An 'end of the Earth' memorial design competition is now open
The Sixth Extinction - a global event that has happened, is happening, and is also yet to happen - is a reality.
As Australian landscape architect Richard Weller (1963-2025) famously wrote: "For many plant and animal species today, humans are now the greatest threat to their survival".
Calling out the role of the human then as "nature’s self-appointed executioner" by running a competition for designs for a physical memorial of any size, sited anywhere, in response to the Sixth Extinction - without it being about us (the human subject) - is a bold and challenging idea. Indeed, ideas to be focused on like this don't come any bigger.
The competition bounces off Richard Weller's conception that humans have “chewed their way through the megafauna of most continents and now, by grinding down their habitats for farms and cities, seem intent on extinguishing the rest".
In his book To the Ends of the Earth: A Grand Tour for the 21st Century (Birkhauser Verlag, 2024) Weller set out a provocation that while creating safe havens for threatened animals and plants through protected areas is not an insubstantial form of mitigation there are two problems.
"The first is that protected areas do not map accurately onto the world’s most threatened biodiversity [as per the ‘grim ledger’ that is the IUCN Red List of Threatened Species] and the second is that where they do the land areas are not large enough to facilitate the movement of species as they now seek to adapt to global warming".
In 2022 188 nations at the United Nations Biodiversity Conference (COP15) agreed to a new target of placing 30% of the earth’s terrestrial area under protection. But who's taking notice? How do we speak up as loudly as we can for Earth’s plants and animal species?
Entries for Memorial to the Sixth Extinction, an international competition, are now open until 1 November from individuals or from teams of up to six participants. Tertiary students currently enrolled in an undergraduate or postgraduate program at a university or technical college are eligible to enter, as well as faculty and working professionals of any level of experience.
Multidisciplinary teams are welcomed, and while it is anticipated most entrants will come from the fields of landscape architecture, architecture, urban design and fine arts, the competition is wide open to other relevant disciplines. There is no fee for entry. A prize pool of $15,000 (AUD) will be split among winning entries and up to 10 honourable mentions will also be awarded.
The judges will be looking for conceptual rigour, research, novelty, ingenuity and how well the design answers the brief of the Memorial to the Sixth Extinction competition. Entries will be judged anonymously.
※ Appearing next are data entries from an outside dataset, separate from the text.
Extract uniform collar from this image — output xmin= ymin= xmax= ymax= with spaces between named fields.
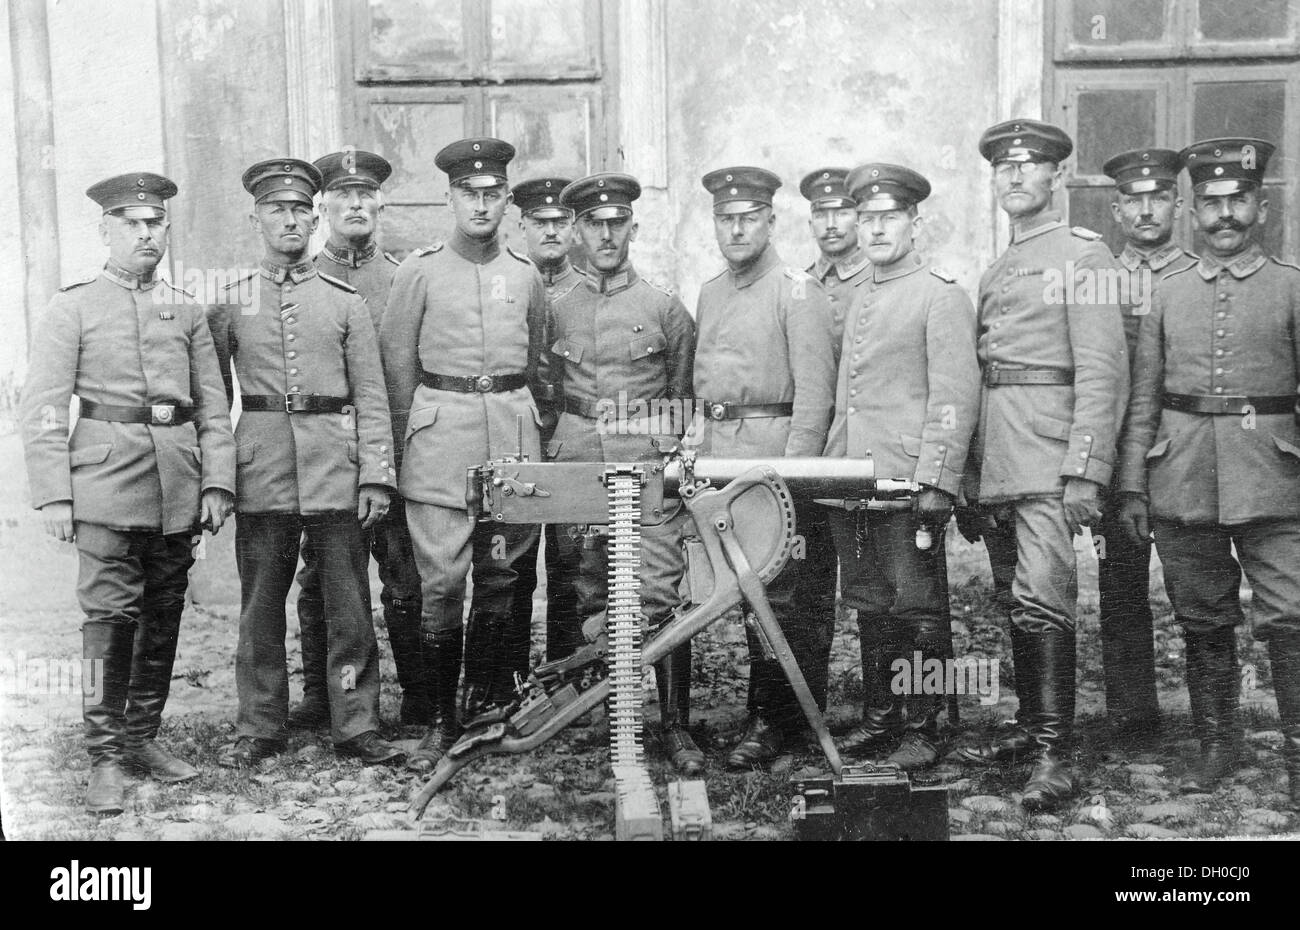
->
xmin=1119 ymin=240 xmax=1184 ymax=272
xmin=539 ymin=258 xmax=575 ymax=287
xmin=101 ymin=261 xmax=159 ymax=291
xmin=448 ymin=228 xmax=500 ymax=264
xmin=728 ymin=243 xmax=781 ymax=289
xmin=586 ymin=260 xmax=638 ymax=296
xmin=872 ymin=249 xmax=926 ymax=283
xmin=260 ymin=257 xmax=317 ymax=284
xmin=321 ymin=239 xmax=378 ymax=268
xmin=812 ymin=245 xmax=869 ymax=283
xmin=1196 ymin=243 xmax=1267 ymax=281
xmin=1009 ymin=209 xmax=1064 ymax=244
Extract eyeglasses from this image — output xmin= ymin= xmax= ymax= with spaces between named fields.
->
xmin=993 ymin=161 xmax=1048 ymax=179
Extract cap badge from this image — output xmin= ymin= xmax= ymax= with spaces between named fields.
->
xmin=474 ymin=161 xmax=482 ymax=169
xmin=1214 ymin=167 xmax=1224 ymax=176
xmin=597 ymin=179 xmax=605 ymax=187
xmin=1013 ymin=123 xmax=1021 ymax=131
xmin=870 ymin=169 xmax=879 ymax=178
xmin=1141 ymin=152 xmax=1150 ymax=160
xmin=472 ymin=143 xmax=481 ymax=152
xmin=724 ymin=174 xmax=733 ymax=182
xmin=822 ymin=172 xmax=830 ymax=179
xmin=599 ymin=193 xmax=608 ymax=201
xmin=283 ymin=177 xmax=292 ymax=185
xmin=544 ymin=180 xmax=552 ymax=188
xmin=283 ymin=164 xmax=291 ymax=172
xmin=136 ymin=178 xmax=145 ymax=187
xmin=823 ymin=185 xmax=832 ymax=193
xmin=730 ymin=187 xmax=738 ymax=195
xmin=1141 ymin=167 xmax=1150 ymax=175
xmin=871 ymin=184 xmax=879 ymax=193
xmin=137 ymin=192 xmax=146 ymax=200
xmin=544 ymin=195 xmax=553 ymax=203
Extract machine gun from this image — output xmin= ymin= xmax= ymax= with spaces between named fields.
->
xmin=409 ymin=439 xmax=940 ymax=838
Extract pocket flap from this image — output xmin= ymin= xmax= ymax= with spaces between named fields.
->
xmin=1272 ymin=435 xmax=1300 ymax=460
xmin=1145 ymin=437 xmax=1171 ymax=460
xmin=1032 ymin=414 xmax=1072 ymax=442
xmin=69 ymin=443 xmax=112 ymax=467
xmin=404 ymin=405 xmax=439 ymax=440
xmin=629 ymin=333 xmax=667 ymax=360
xmin=899 ymin=434 xmax=922 ymax=457
xmin=551 ymin=339 xmax=585 ymax=364
xmin=236 ymin=443 xmax=256 ymax=465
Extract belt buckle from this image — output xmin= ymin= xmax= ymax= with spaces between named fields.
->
xmin=150 ymin=404 xmax=175 ymax=425
xmin=475 ymin=375 xmax=494 ymax=393
xmin=709 ymin=402 xmax=727 ymax=421
xmin=284 ymin=392 xmax=306 ymax=413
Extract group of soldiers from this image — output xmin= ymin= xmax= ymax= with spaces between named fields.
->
xmin=20 ymin=115 xmax=1300 ymax=820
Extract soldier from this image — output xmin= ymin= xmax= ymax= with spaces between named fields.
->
xmin=284 ymin=149 xmax=431 ymax=732
xmin=502 ymin=178 xmax=581 ymax=672
xmin=957 ymin=120 xmax=1128 ymax=810
xmin=689 ymin=166 xmax=837 ymax=769
xmin=1118 ymin=138 xmax=1300 ymax=806
xmin=1092 ymin=148 xmax=1198 ymax=738
xmin=208 ymin=158 xmax=404 ymax=767
xmin=800 ymin=166 xmax=871 ymax=355
xmin=549 ymin=172 xmax=700 ymax=774
xmin=824 ymin=164 xmax=980 ymax=770
xmin=380 ymin=139 xmax=550 ymax=774
xmin=21 ymin=173 xmax=236 ymax=813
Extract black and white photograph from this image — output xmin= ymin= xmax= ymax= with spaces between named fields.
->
xmin=0 ymin=0 xmax=1297 ymax=871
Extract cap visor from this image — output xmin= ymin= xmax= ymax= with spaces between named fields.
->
xmin=257 ymin=190 xmax=315 ymax=205
xmin=713 ymin=200 xmax=768 ymax=215
xmin=110 ymin=205 xmax=167 ymax=219
xmin=810 ymin=197 xmax=856 ymax=210
xmin=455 ymin=175 xmax=506 ymax=189
xmin=1198 ymin=179 xmax=1254 ymax=196
xmin=525 ymin=207 xmax=571 ymax=220
xmin=581 ymin=205 xmax=632 ymax=221
xmin=325 ymin=178 xmax=380 ymax=191
xmin=1118 ymin=179 xmax=1172 ymax=194
xmin=857 ymin=197 xmax=909 ymax=212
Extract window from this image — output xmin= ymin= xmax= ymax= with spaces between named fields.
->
xmin=338 ymin=0 xmax=614 ymax=255
xmin=1050 ymin=1 xmax=1299 ymax=257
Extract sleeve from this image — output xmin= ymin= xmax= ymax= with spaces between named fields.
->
xmin=915 ymin=282 xmax=981 ymax=495
xmin=19 ymin=294 xmax=79 ymax=509
xmin=188 ymin=304 xmax=236 ymax=496
xmin=1062 ymin=242 xmax=1129 ymax=485
xmin=1116 ymin=287 xmax=1167 ymax=498
xmin=662 ymin=293 xmax=696 ymax=402
xmin=783 ymin=275 xmax=837 ymax=457
xmin=345 ymin=294 xmax=397 ymax=491
xmin=526 ymin=270 xmax=556 ymax=434
xmin=378 ymin=257 xmax=426 ymax=460
xmin=204 ymin=300 xmax=236 ymax=409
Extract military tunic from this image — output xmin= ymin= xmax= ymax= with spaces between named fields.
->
xmin=547 ymin=262 xmax=696 ymax=628
xmin=970 ymin=210 xmax=1128 ymax=634
xmin=688 ymin=242 xmax=838 ymax=729
xmin=808 ymin=245 xmax=870 ymax=362
xmin=315 ymin=240 xmax=400 ymax=330
xmin=1119 ymin=246 xmax=1300 ymax=637
xmin=379 ymin=230 xmax=548 ymax=635
xmin=206 ymin=258 xmax=395 ymax=744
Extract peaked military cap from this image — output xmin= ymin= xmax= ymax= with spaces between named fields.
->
xmin=242 ymin=158 xmax=323 ymax=206
xmin=1179 ymin=137 xmax=1274 ymax=196
xmin=1102 ymin=148 xmax=1182 ymax=194
xmin=846 ymin=163 xmax=932 ymax=211
xmin=979 ymin=118 xmax=1073 ymax=164
xmin=86 ymin=172 xmax=177 ymax=219
xmin=435 ymin=138 xmax=515 ymax=188
xmin=702 ymin=166 xmax=782 ymax=215
xmin=513 ymin=177 xmax=573 ymax=219
xmin=799 ymin=167 xmax=856 ymax=209
xmin=561 ymin=173 xmax=640 ymax=220
xmin=313 ymin=149 xmax=392 ymax=191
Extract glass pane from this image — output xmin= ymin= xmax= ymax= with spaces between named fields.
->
xmin=1194 ymin=82 xmax=1286 ymax=167
xmin=1198 ymin=0 xmax=1291 ymax=40
xmin=1070 ymin=0 xmax=1169 ymax=45
xmin=1075 ymin=87 xmax=1159 ymax=176
xmin=491 ymin=89 xmax=595 ymax=181
xmin=1068 ymin=188 xmax=1127 ymax=256
xmin=365 ymin=99 xmax=468 ymax=204
xmin=365 ymin=0 xmax=466 ymax=74
xmin=490 ymin=0 xmax=596 ymax=75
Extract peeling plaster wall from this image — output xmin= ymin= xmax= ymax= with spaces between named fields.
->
xmin=662 ymin=0 xmax=1001 ymax=312
xmin=0 ymin=11 xmax=25 ymax=393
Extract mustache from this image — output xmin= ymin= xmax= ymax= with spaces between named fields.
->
xmin=1208 ymin=219 xmax=1246 ymax=234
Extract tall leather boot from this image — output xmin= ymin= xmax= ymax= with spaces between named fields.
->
xmin=841 ymin=617 xmax=908 ymax=757
xmin=545 ymin=525 xmax=580 ymax=662
xmin=1268 ymin=630 xmax=1300 ymax=810
xmin=1021 ymin=628 xmax=1078 ymax=811
xmin=406 ymin=628 xmax=464 ymax=774
xmin=384 ymin=596 xmax=431 ymax=727
xmin=494 ymin=609 xmax=531 ymax=708
xmin=124 ymin=601 xmax=198 ymax=782
xmin=83 ymin=621 xmax=134 ymax=814
xmin=287 ymin=580 xmax=330 ymax=729
xmin=886 ymin=620 xmax=954 ymax=771
xmin=657 ymin=643 xmax=704 ymax=777
xmin=1178 ymin=625 xmax=1238 ymax=793
xmin=954 ymin=623 xmax=1037 ymax=765
xmin=459 ymin=609 xmax=500 ymax=722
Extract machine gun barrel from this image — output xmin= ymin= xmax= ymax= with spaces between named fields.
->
xmin=663 ymin=455 xmax=917 ymax=501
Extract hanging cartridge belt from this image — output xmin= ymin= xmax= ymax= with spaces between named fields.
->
xmin=1163 ymin=392 xmax=1295 ymax=415
xmin=78 ymin=398 xmax=195 ymax=426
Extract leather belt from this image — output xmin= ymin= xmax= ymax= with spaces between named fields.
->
xmin=78 ymin=398 xmax=195 ymax=426
xmin=1163 ymin=392 xmax=1295 ymax=415
xmin=985 ymin=368 xmax=1074 ymax=387
xmin=700 ymin=401 xmax=793 ymax=421
xmin=421 ymin=372 xmax=527 ymax=394
xmin=564 ymin=396 xmax=633 ymax=419
xmin=241 ymin=393 xmax=349 ymax=414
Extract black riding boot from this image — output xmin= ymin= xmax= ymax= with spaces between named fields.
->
xmin=1178 ymin=625 xmax=1238 ymax=793
xmin=658 ymin=643 xmax=704 ymax=777
xmin=885 ymin=620 xmax=954 ymax=771
xmin=124 ymin=601 xmax=198 ymax=782
xmin=460 ymin=609 xmax=501 ymax=722
xmin=1021 ymin=628 xmax=1078 ymax=812
xmin=384 ymin=596 xmax=431 ymax=727
xmin=406 ymin=628 xmax=464 ymax=774
xmin=84 ymin=621 xmax=134 ymax=814
xmin=840 ymin=616 xmax=907 ymax=757
xmin=954 ymin=623 xmax=1037 ymax=765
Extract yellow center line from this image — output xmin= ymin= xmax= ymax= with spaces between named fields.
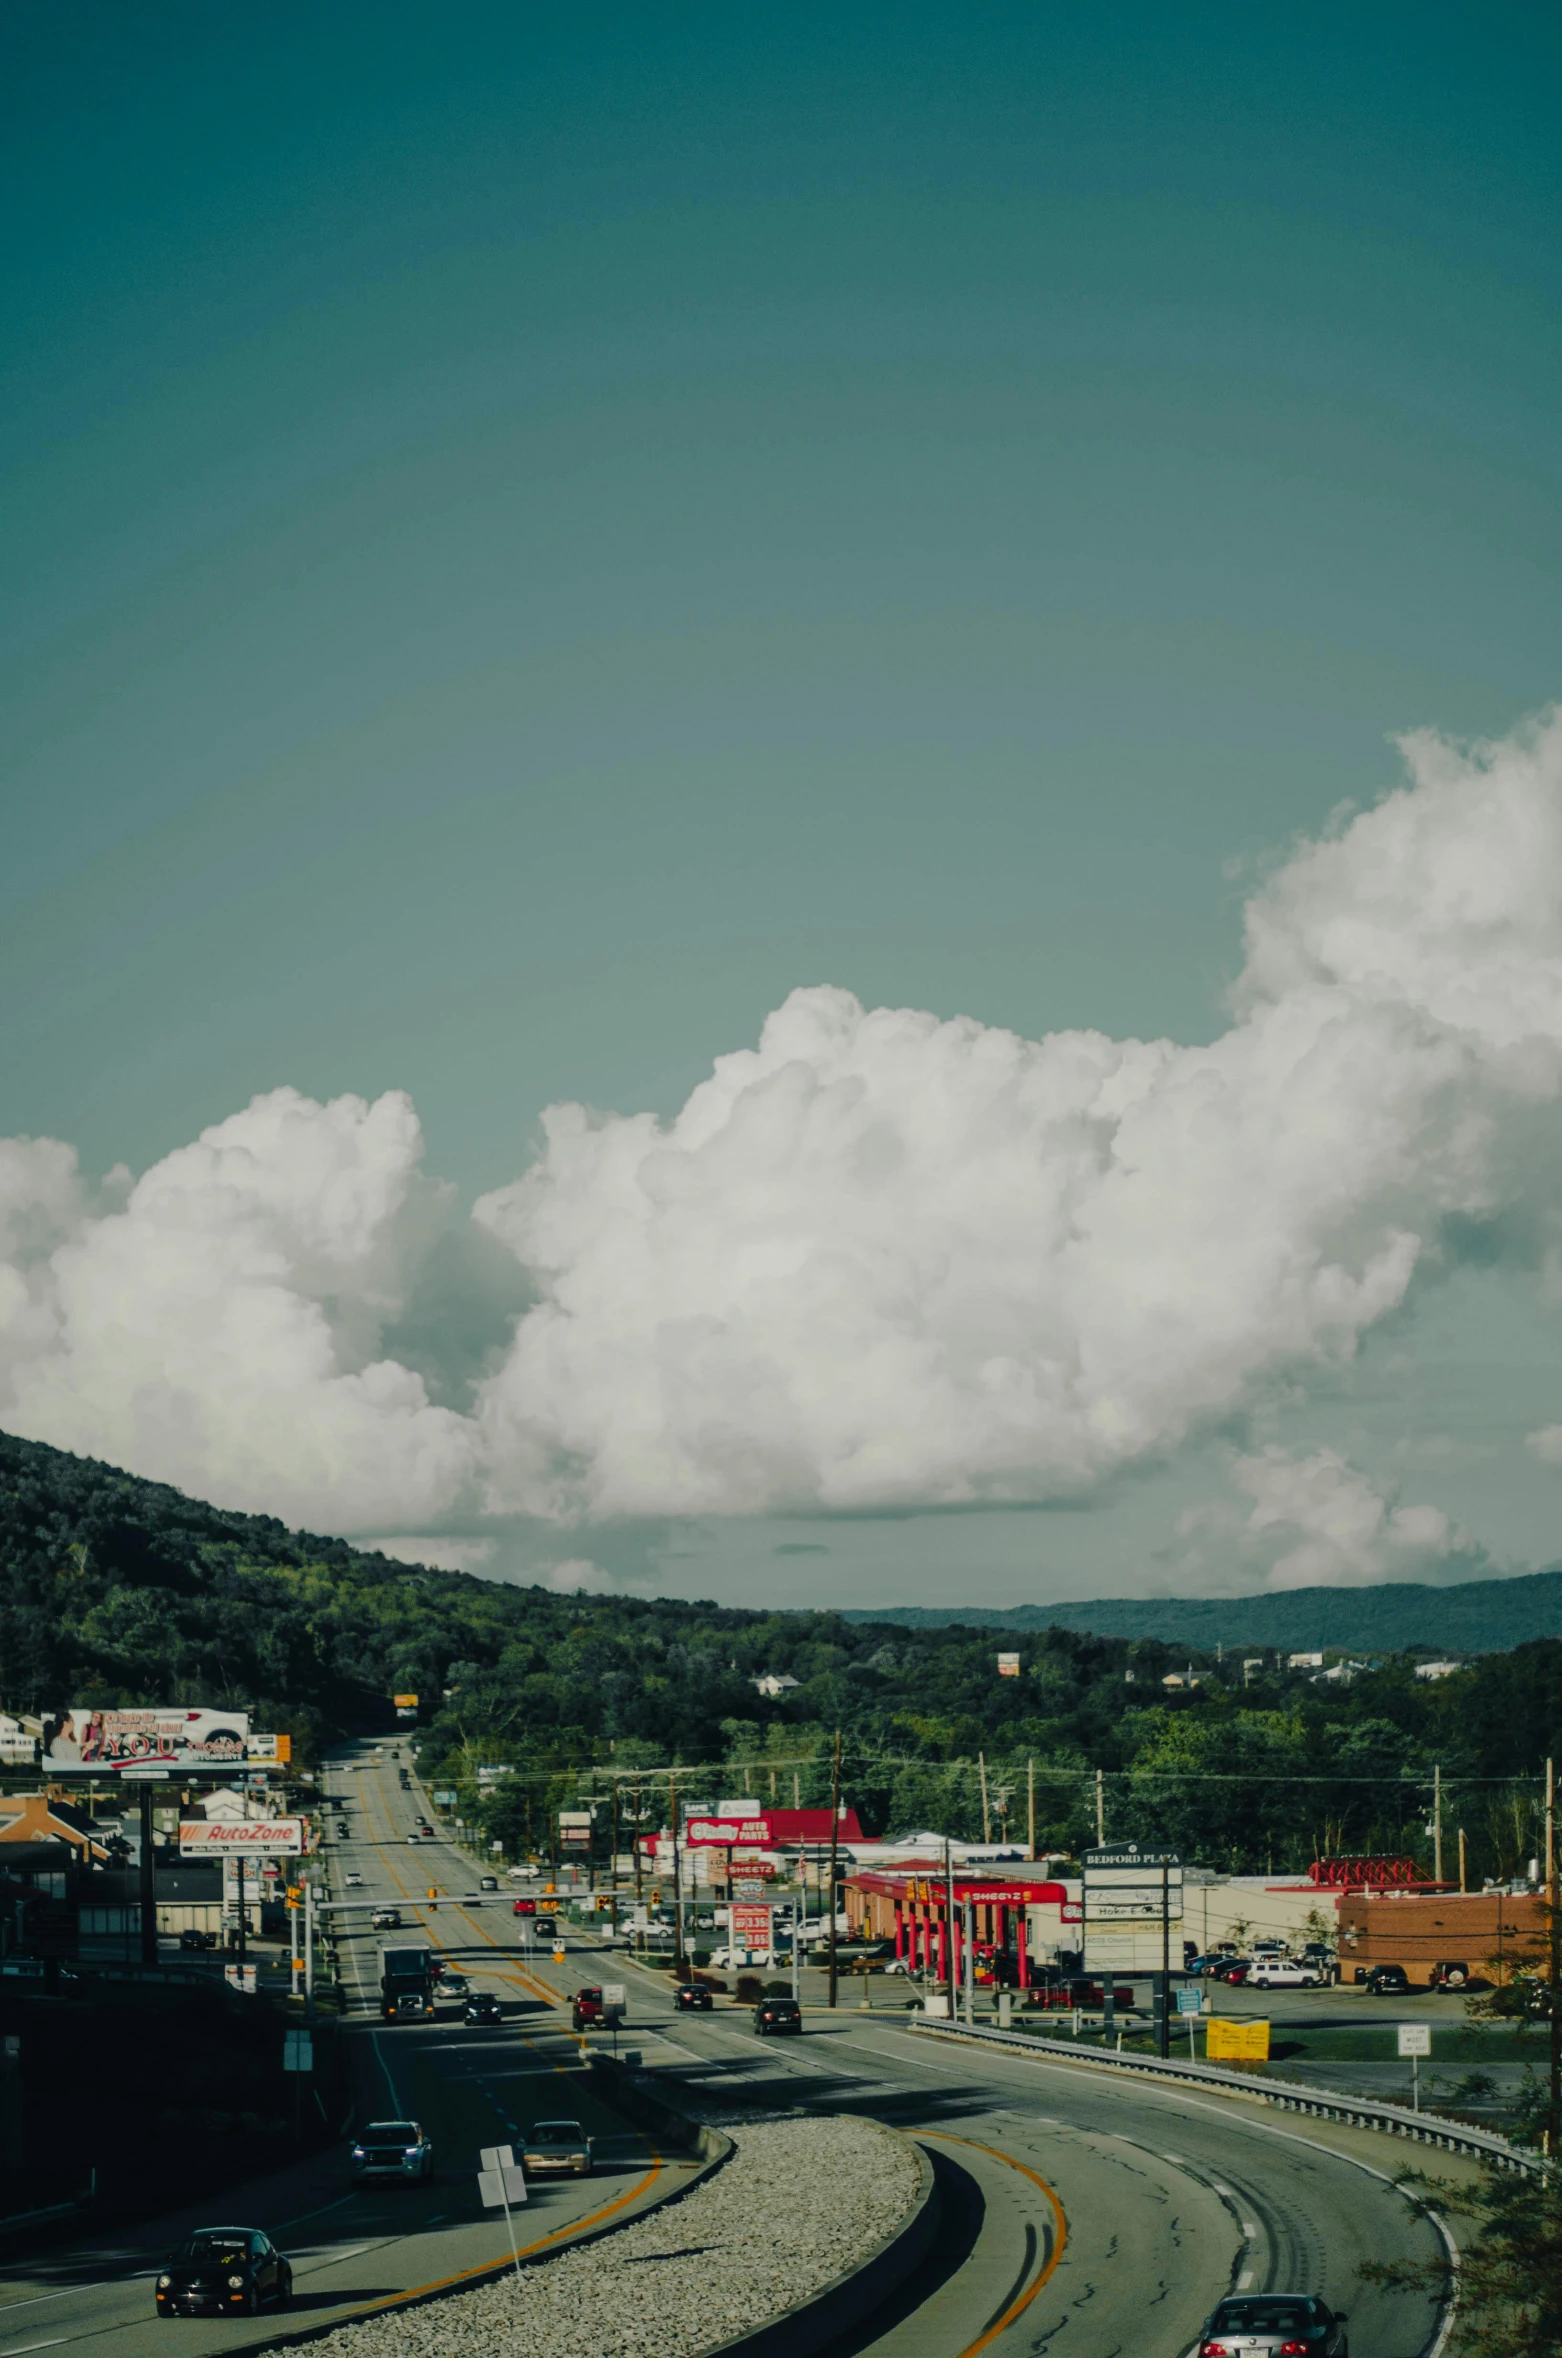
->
xmin=920 ymin=2132 xmax=1068 ymax=2358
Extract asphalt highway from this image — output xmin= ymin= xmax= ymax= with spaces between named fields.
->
xmin=0 ymin=1749 xmax=697 ymax=2358
xmin=0 ymin=1751 xmax=1470 ymax=2358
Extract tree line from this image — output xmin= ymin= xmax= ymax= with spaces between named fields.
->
xmin=4 ymin=1429 xmax=1561 ymax=1879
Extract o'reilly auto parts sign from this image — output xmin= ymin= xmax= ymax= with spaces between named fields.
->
xmin=179 ymin=1818 xmax=307 ymax=1857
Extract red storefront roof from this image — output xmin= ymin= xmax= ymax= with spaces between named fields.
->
xmin=848 ymin=1867 xmax=1068 ymax=1905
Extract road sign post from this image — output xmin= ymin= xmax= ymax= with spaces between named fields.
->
xmin=1398 ymin=2020 xmax=1431 ymax=2111
xmin=478 ymin=2143 xmax=528 ymax=2278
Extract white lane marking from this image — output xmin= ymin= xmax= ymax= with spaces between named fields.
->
xmin=276 ymin=2194 xmax=355 ymax=2232
xmin=1211 ymin=2181 xmax=1236 ymax=2197
xmin=2 ymin=2337 xmax=70 ymax=2353
xmin=1237 ymin=2270 xmax=1254 ymax=2290
xmin=1241 ymin=2221 xmax=1260 ymax=2240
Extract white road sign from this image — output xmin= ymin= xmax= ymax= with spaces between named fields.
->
xmin=1397 ymin=2023 xmax=1431 ymax=2057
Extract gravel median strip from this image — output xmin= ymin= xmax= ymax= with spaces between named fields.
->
xmin=289 ymin=2115 xmax=921 ymax=2358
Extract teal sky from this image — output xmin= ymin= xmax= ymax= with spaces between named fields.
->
xmin=4 ymin=5 xmax=1562 ymax=1604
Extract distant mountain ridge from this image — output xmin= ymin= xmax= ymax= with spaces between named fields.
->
xmin=841 ymin=1568 xmax=1562 ymax=1656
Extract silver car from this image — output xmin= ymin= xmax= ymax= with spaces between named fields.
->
xmin=1199 ymin=2293 xmax=1347 ymax=2357
xmin=349 ymin=2119 xmax=436 ymax=2183
xmin=521 ymin=2119 xmax=593 ymax=2177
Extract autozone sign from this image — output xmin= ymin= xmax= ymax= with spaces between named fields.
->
xmin=179 ymin=1818 xmax=307 ymax=1857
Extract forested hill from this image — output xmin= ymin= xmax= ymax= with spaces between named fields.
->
xmin=6 ymin=1426 xmax=1562 ymax=1879
xmin=842 ymin=1570 xmax=1562 ymax=1656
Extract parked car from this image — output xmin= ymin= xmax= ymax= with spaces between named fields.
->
xmin=178 ymin=1928 xmax=217 ymax=1952
xmin=1431 ymin=1960 xmax=1471 ymax=1989
xmin=1210 ymin=1956 xmax=1253 ymax=1984
xmin=479 ymin=1875 xmax=498 ymax=1890
xmin=755 ymin=1996 xmax=803 ymax=2036
xmin=155 ymin=2228 xmax=292 ymax=2318
xmin=1247 ymin=1961 xmax=1320 ymax=1989
xmin=350 ymin=2120 xmax=436 ymax=2182
xmin=371 ymin=1907 xmax=403 ymax=1930
xmin=465 ymin=1991 xmax=504 ymax=2025
xmin=507 ymin=1863 xmax=541 ymax=1880
xmin=674 ymin=1981 xmax=713 ymax=2011
xmin=1199 ymin=2291 xmax=1347 ymax=2357
xmin=1362 ymin=1963 xmax=1414 ymax=1996
xmin=521 ymin=2120 xmax=593 ymax=2177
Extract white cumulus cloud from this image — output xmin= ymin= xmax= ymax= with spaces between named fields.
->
xmin=475 ymin=711 xmax=1562 ymax=1520
xmin=5 ymin=708 xmax=1562 ymax=1555
xmin=1175 ymin=1447 xmax=1499 ymax=1591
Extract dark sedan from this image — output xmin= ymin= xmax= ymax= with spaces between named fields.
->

The Jury Panel consists of:
Julian Bolleter, Director, Australian Urban Design Research Centre, the University of Western Australia (Jury Chair)
Laurie Olin, Founder of OLIN and Professor of Practice, University of Pennsylvania, USA
Jacky Bowring, memorial design specialist and Professor of Landscape Architecture, Lincoln University, New Zealand
Catherin Bull, Emeritus Professor of Landscape Architecture, University of Melbourne and Adjunct Professor, Queensland University of Technology
Peter England, Tony Award-nominated theatre and live production designer
Sara Lynn Rees, Palawa woman descending from the Trawlwoolway people of north-east Tasmania, Lecturer at Monash University and Co-Chair of the Australian Institute for Architects First Nations Advisory Working Group
The competition is funded by the Kevin Taylor Legacy and hosted by the Australian Urban Design Research Centre (AUDRC) and the University of Western Australia’s School of Design. This grant programme is itself a memorial to one of Australia’s leading landscape architects and was established in 2014 by the Australian landscape architecture firm, T.C.L. Kevin died in a car collision fifteen years ago in August 2011.
As noted in the competition brief, a significant chunk of Richard Weller’s enduring legacy may well be found in his research and writing on global flashpoints between biodiversity and urban growth, published in National Geographic, Scientific American and documented on the web-based platforms Atlas for the End of the World, The World Park, and The Hotspot Cities Project, where he makes a compelling case for the critical role that designers can play in protecting the Earth’s biodiversity and pursuing a more sustainable future.